- Interactive map of Vega de Alatorre
- Vega de Alatorre Location in Mexico
- Coordinates: 20°01′43.5065″N 96°38′44.0459″W﻿ / ﻿20.028751806°N 96.645568306°W
- Country: Mexico
- State: Veracruz

Area
- • Total: 310.92 km^{2} (120.05 sq mi)

Population (2005)
- • Total: 18,507
- Time zone: UTC-6 (Central Standard Time)

= Vega de Alatorre =

Vega de Alatorre is a municipality located in the central zone in the Mexican state of Veracruz, about 60 km from the state capital, Xalapa. It has an area of 310.92 km^{2}. It is located at .

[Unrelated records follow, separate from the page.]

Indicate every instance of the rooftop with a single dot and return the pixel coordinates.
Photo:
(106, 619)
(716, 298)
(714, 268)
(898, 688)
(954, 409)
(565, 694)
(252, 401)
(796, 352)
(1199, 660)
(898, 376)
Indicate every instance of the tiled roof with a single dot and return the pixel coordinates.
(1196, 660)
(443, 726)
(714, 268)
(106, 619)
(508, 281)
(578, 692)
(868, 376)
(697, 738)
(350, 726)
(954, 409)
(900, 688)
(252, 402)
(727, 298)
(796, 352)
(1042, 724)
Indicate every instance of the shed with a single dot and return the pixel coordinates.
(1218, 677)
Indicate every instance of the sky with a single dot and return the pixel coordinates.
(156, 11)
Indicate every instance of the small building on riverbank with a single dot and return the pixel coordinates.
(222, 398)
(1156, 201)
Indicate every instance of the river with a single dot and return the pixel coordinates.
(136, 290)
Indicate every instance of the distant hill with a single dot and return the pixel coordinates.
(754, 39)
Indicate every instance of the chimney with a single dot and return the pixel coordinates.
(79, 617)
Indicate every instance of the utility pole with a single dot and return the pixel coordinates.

In 2017, the total population of the municipality of Vega de Alatorre was 20,490.

==Geography==
The municipality of Vega de Alatorre is bordered to the north by Nautla, to the east by Gulf of Mexico, to the south by Juchique de Ferrer and Alto Lucero de Gutiérrez Barrios and to the west by Misantla.

==Economy==
It produces principally maize, beans, watermelon, green chile, banana, and orange fruit.

==Notable people==
- Rafael Hernández Ochoa, Governor of Veracruz from 1974-1980.